Gilgamesh writes:
Point 2.
Human hairs vary dramatically in width. I don't know whether Willowtree used this statement: "If you split a human hair in half - that is the difference between the British inch and the Sacred inch" as an attempt at a legitimate method of measure, or whether it was merely just a colorful way of saying that there is no difference between the two (I really can't tell with Willowtree: the stuff he posts in so left field).
If it was a method of measurement, then I claim it as utter utter tripe, based on me as an example. On the sides of my noggin' I have normal, healthy strong hair fibres of reasonable width. On the top, thanks to brilliant genetics pre-disposing me to male pattern baldness, I have feeble, thin and frail hair that is visible finer than the stuff on the sides.

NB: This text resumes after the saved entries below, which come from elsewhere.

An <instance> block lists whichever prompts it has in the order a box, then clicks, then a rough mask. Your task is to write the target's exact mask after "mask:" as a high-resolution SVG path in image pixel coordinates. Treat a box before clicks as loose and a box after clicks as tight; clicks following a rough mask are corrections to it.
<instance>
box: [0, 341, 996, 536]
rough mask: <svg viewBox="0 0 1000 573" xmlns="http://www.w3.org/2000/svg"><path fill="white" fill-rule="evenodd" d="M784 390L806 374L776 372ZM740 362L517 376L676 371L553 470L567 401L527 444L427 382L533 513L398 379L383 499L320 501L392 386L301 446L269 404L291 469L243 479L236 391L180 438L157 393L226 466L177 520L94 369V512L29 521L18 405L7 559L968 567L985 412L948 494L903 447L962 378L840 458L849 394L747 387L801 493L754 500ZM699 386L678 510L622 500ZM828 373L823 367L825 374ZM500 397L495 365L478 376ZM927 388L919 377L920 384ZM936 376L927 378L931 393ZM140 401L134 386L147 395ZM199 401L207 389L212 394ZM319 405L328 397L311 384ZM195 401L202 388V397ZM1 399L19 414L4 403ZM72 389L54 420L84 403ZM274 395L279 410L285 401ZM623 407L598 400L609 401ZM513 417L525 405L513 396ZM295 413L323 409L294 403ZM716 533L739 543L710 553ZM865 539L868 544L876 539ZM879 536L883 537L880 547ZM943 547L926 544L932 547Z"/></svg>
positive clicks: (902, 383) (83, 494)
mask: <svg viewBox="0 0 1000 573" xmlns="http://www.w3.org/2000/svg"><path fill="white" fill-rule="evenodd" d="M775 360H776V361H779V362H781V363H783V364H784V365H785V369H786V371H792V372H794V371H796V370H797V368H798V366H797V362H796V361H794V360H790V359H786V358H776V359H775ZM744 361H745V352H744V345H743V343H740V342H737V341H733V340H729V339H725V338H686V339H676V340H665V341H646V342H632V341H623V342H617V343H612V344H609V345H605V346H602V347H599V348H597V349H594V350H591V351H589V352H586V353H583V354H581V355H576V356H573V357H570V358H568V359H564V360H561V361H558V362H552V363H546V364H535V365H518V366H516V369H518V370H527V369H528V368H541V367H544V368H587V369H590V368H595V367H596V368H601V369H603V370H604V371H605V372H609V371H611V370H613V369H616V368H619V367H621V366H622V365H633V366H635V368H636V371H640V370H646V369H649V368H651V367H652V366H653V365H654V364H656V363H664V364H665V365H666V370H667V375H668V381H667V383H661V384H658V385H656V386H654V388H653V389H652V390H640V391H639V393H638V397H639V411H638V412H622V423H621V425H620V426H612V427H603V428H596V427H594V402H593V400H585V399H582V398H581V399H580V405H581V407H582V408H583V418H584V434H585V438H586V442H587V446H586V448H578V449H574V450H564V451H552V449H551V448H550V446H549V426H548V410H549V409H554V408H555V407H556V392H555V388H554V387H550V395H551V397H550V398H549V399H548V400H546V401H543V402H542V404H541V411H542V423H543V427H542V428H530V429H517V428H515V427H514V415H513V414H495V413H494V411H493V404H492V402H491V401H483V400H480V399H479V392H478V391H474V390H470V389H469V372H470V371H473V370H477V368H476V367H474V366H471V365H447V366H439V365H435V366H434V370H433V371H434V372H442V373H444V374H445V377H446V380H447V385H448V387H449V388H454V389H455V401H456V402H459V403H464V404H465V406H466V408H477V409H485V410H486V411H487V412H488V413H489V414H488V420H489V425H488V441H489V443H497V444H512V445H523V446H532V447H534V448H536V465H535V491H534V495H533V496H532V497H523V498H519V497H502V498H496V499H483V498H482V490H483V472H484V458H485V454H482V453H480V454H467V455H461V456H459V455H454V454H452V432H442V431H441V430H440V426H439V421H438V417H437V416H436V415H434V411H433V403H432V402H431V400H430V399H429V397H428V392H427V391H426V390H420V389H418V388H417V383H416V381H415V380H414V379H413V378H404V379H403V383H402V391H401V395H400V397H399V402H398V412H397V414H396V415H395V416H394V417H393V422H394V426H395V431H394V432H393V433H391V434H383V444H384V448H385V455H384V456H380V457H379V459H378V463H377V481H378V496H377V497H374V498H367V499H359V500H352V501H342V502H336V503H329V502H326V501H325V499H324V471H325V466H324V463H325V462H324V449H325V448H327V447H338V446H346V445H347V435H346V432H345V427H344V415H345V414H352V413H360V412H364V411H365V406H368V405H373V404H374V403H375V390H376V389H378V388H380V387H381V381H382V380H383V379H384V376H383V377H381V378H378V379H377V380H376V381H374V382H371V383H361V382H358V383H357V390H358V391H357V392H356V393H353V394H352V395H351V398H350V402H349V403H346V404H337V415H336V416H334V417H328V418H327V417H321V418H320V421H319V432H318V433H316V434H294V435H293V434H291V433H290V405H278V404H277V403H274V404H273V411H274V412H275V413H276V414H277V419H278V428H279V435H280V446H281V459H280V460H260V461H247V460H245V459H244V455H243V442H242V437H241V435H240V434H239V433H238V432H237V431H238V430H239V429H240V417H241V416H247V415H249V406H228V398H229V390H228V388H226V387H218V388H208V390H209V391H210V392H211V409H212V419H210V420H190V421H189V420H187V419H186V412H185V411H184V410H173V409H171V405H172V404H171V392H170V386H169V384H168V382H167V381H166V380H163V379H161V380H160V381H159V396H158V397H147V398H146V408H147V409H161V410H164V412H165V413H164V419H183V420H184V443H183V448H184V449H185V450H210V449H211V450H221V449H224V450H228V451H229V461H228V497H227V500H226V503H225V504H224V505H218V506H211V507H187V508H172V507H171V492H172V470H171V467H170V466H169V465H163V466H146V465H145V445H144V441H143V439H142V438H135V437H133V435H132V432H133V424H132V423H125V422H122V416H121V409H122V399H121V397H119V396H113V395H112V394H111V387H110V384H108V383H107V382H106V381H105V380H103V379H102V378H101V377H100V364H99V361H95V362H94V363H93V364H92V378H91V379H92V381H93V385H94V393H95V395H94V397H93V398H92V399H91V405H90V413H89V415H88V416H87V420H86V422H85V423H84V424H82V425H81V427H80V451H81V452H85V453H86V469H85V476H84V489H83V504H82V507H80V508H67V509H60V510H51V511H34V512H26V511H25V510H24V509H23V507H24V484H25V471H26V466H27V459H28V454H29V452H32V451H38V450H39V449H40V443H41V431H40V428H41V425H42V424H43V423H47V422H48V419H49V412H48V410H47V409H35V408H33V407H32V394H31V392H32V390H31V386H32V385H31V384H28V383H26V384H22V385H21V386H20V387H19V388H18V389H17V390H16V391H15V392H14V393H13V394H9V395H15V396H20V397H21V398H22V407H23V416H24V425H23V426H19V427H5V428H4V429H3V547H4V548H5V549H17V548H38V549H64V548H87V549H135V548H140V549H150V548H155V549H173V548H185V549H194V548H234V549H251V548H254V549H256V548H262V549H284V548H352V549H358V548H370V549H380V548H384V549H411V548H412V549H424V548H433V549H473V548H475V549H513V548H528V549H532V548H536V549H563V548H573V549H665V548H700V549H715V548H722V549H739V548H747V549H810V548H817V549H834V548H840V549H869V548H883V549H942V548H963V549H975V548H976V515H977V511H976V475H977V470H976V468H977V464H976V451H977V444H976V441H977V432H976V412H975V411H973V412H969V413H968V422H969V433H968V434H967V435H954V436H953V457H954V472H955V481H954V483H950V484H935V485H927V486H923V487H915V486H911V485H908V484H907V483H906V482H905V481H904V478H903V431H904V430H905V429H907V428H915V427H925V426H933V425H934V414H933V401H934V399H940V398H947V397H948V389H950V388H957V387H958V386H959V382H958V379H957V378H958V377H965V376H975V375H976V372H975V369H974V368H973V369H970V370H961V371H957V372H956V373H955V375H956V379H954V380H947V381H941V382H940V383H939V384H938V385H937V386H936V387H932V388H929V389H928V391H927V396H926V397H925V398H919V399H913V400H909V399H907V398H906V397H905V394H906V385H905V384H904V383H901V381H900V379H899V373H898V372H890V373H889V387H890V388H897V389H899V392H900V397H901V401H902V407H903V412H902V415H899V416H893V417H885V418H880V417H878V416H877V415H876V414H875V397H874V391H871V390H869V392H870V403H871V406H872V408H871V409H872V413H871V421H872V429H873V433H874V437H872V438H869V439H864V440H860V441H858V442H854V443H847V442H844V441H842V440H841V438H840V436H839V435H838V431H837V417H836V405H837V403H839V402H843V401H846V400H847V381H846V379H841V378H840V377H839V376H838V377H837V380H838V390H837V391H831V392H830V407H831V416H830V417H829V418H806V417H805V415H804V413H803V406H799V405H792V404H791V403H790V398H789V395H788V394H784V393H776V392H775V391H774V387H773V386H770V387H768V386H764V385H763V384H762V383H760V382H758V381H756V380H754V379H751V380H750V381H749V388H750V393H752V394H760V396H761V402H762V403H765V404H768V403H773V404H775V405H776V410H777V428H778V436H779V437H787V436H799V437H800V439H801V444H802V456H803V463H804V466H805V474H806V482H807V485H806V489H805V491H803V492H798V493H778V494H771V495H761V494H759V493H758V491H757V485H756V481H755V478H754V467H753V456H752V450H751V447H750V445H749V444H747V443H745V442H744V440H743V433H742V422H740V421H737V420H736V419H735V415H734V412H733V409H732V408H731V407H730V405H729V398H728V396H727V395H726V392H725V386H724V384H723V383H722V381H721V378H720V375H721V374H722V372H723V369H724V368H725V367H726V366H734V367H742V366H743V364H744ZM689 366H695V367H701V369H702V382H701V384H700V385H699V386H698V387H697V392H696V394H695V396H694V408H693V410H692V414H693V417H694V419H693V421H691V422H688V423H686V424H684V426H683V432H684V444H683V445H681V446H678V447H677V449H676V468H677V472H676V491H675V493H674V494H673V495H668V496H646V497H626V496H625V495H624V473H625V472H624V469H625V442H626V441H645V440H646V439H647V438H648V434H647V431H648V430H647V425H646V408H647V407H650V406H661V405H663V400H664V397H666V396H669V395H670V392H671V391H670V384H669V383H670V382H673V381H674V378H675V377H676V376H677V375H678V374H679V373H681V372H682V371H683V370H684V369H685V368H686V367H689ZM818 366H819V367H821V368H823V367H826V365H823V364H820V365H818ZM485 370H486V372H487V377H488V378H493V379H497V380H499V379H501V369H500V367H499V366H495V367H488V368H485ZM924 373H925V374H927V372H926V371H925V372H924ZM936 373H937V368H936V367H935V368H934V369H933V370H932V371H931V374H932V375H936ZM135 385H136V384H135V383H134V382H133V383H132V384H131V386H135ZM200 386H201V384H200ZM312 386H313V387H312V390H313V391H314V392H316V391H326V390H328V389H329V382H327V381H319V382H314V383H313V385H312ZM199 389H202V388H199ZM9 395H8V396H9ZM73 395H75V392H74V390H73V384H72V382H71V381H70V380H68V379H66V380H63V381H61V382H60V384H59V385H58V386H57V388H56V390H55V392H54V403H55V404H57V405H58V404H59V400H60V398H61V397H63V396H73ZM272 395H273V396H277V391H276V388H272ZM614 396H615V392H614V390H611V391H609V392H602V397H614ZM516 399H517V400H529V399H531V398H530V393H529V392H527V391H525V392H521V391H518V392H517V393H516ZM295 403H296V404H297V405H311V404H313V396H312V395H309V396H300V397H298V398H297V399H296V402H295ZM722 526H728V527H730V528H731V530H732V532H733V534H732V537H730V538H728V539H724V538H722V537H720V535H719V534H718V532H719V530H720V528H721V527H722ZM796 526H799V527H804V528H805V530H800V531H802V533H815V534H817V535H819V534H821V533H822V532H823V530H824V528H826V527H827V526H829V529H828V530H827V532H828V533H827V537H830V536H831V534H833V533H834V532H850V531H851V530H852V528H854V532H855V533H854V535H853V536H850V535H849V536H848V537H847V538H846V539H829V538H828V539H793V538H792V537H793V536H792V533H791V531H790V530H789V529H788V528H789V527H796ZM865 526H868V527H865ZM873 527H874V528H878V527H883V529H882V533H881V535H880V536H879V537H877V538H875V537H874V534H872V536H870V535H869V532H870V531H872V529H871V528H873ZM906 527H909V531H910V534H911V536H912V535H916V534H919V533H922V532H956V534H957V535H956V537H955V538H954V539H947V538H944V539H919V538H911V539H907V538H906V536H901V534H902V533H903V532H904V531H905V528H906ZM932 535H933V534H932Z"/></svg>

Using human hair as a method of measurement is utter utter tripe.
You see, you read way too much into his words...
The English/Brittish inch IS The Sacred inch. It's one and the same! At some point in history, England decided that since they were such a swell nation, they should call their inch the Sacred inch to differentiate it from the load of other (widely varying) inches in the world.
The definition of the English/Sacred inch is indeed 1/500'000'000 of the polar diameter.
What he ment with the hair splitting thing is that there is no difference! Thus, trying to find a difference between them is like splitting hairs (ie, pointless and of little importance).